To put an end to the slave trade (which Britain outlawed from 1807) and gain control of the region, the British began annexing parts of Nigeria, such as Lagos in 1861 and regions along the Niger River. These southern areas were claimed by Britain at the Berlin Conference in 1884-5.
By 1906, Britain had virtually taken the whole region, dividing it into Southern and Northern Nigeria. These were brought together in 1914.
Independence and instability
In 1967–70, a brutal civil war erupted when the Eastern Region attempted to become a separate country as the Republic of Biafra. Over a million people died in the conflict, known as the Biafran war.
After World War II, the nationalist movement grew. Nigeria was granted independence by Britain in 1960. The country became a republic with a central federal government (responsible for national issues, the police and army) and three semi-autonomous regions – Northern, Western and Eastern. A fourth region – the Mid-West – was created in 1964.
This regional structure caused conflicts, as leaders from different ethnic regions vied for power at the central government level. These conflicts led to a military takeover in 1966. For the next 30 years, Nigeria’s history involved a series of army interventions, coups and military-led governments.
Promise of peace
The presidential election in 2015 was the first in Nigeria's history to be won by an opposition candidate. Muhammadu Buhari, of the All Progressives Congress (APC) opposition party, defeated the incumbent, Goodluck Jonathan. Mr Buhari has vowed to tackle corruption and suppress radical Islamist groups in the north.
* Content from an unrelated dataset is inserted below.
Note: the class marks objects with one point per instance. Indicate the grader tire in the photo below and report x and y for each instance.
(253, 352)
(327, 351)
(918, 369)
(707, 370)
In 1999, civilian rule returned and a new constitution was adopted. This is based on a greater number of states (currently 36) and presidential rule, similar to the political set-up of the United States.
In 1999, Olusegun Obasanjo, the former military ruler and a Christian from the south was elected President. In the same year, the 12 northern and largely Muslim states introduced the Sharia penal code and outbreaks of violence between Muslims and Christians in northern cities such as Kano left thousands dead.
Tensions in the north remain, where there has been a rise in religious fundamentalism and terrorist attacks – see North.